| HN Mirror

Y	Hacker News new \| ask \| show \| jobs

by lunixbochs 204 days ago

your single core numbers seem way too low for peak throughput on one core, unless you stipulate that all cores are active and contending with each other for bandwidth

e.g. dual channel zen 1 showing 25GB/s on a single core https://stackoverflow.com/a/44948720

I wrote some microbenchmarks for single-threaded memcpy

    zen 2 (8-channel DDR4)
    naive c:
      17GB/s
    non-temporal avx:
      35GB/s

    Xeon-D 1541 (2-channel DDR4, my weakest system, ten years old)
    naive c:
      9GB/s
    non-temporal avx:
      13.5GB/s

    apple silicon tests
    (warm = generate new source buffer, memset(0) output buffer, add memory fence, then run the same copy again)

    m3
    naive c:
      17GB/s cold, 41GB/s warm
    non-temporal neon:
      78GB/s cold+warm

    m3 max 
    naive c:
      25GB/s cold, 65GB/s warm
    non-temporal neon:
      49GB/s cold, 125GB/s warm

    m4 pro
    naive c:
      13.8GB/s cold, 65GB/s warm
    non-temporal neon:
      49GB/s cold, 125GB/s warm

    (I'm not actually sure offhand why asi warm is so much faster than cold - the source buffer is filled with new random data each iteration, I'm using memory fences, and I still see the speedup with 16GB src/dst buffers much larger than cache. x86/linux didn't have any kind of cold/warm test difference. my guess would be that it's something about kernel page accounting and not related to the cpu)

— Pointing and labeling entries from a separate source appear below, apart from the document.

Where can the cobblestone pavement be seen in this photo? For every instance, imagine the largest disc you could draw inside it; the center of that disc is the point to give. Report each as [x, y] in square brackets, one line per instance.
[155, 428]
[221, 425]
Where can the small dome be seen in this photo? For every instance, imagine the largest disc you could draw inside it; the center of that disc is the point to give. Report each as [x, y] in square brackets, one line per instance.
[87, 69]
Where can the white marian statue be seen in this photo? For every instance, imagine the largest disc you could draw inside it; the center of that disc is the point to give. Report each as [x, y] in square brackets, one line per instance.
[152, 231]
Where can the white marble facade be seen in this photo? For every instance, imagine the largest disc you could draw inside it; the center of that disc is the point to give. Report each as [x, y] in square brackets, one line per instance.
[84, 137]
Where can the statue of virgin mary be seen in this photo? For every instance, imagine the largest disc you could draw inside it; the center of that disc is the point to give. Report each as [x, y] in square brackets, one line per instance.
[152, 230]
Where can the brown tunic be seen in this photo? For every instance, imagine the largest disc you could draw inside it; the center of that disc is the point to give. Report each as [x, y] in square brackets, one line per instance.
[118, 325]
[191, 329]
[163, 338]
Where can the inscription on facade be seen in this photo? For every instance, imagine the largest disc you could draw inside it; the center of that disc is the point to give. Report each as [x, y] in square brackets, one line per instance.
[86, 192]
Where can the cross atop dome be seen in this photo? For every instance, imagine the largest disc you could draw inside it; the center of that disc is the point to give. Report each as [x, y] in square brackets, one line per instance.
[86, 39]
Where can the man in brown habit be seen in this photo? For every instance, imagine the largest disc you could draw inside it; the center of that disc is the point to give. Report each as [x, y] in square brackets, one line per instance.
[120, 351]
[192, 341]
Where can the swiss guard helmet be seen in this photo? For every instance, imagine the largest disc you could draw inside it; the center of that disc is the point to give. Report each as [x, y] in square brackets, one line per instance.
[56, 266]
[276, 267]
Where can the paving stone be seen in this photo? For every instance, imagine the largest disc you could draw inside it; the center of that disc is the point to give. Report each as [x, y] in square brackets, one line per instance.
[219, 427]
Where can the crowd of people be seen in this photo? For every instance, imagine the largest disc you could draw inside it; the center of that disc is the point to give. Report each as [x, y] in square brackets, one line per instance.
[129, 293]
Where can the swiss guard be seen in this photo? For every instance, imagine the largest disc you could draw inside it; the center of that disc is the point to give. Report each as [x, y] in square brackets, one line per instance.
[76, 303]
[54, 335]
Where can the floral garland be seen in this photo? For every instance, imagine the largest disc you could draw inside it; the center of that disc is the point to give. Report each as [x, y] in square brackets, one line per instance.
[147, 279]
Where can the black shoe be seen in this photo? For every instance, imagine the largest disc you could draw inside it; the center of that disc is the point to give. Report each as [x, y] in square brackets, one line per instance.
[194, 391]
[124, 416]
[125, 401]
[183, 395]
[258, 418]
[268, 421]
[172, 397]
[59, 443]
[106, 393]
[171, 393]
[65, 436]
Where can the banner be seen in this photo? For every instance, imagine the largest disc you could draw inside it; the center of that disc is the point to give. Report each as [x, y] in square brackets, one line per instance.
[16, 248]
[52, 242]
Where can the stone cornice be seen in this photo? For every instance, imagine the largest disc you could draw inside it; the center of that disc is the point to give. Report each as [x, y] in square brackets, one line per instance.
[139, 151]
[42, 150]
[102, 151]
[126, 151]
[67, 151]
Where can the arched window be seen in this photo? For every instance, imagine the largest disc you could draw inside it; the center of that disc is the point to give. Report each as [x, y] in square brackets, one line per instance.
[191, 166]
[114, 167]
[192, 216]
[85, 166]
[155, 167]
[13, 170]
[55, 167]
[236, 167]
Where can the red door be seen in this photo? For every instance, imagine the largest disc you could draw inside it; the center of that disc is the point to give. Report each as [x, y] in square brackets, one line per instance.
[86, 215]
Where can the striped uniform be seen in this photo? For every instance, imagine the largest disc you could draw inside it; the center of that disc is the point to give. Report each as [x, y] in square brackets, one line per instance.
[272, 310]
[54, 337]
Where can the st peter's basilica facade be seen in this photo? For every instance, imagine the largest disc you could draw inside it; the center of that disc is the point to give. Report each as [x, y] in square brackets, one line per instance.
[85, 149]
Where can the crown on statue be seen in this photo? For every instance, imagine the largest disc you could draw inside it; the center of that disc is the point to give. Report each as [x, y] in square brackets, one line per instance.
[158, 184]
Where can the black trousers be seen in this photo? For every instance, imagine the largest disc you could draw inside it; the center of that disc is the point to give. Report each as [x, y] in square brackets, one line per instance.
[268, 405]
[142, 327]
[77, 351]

I really don't see how you can claim either a 6GB/s single core limit on x86 or a 20GB/s limit on apple silicon

4 comments

nine_k 204 days ago

As much as I can understand a Zen 5 CPU core can run two AVX512 operations per clock (1024 bits) + 4 integer operations per clock (which use up FPU circuitry in the process), so additional 256 bits. At 4 GHz, this is 640 GB/s.

I suppose that in real life such ideal condition do not occur, but it shows how badly the CPU is limited by its memory bandwidth for streaming tasks. Its maximum memory-read bandwidth is 768 bits per clock. only 60% of its peak bit-crunching performance. DRAM bandwidth is even more limiting. And this is a single core of at least 12 (and at most 64).

link

kvemkon 204 days ago

> CPU is limited by its memory bandwidth for streaming tasks

That must be the reason, why EPYC 9175F exists. It is only 16-core CPU, but all 16 8-core CCDs are populated and only one core on each is active.

The next gen EPYC is rumored to have 16 instead of 12 memory channels (which were 8 only 4-5 years ago).

link

tanelpoder 204 days ago

This also leaves more power & thermal allowance for the IO Hub on the CPU chip and I guess the CPU is cheaper too.

If your workload is mostly about DMAing large chunks of data around between devices and you still want to examine the chunk/packet headers (but not touch all payload) on the CPU, this could be a good choice. You should have the full PCIe/DRAM bandwidth if all CCDs are active.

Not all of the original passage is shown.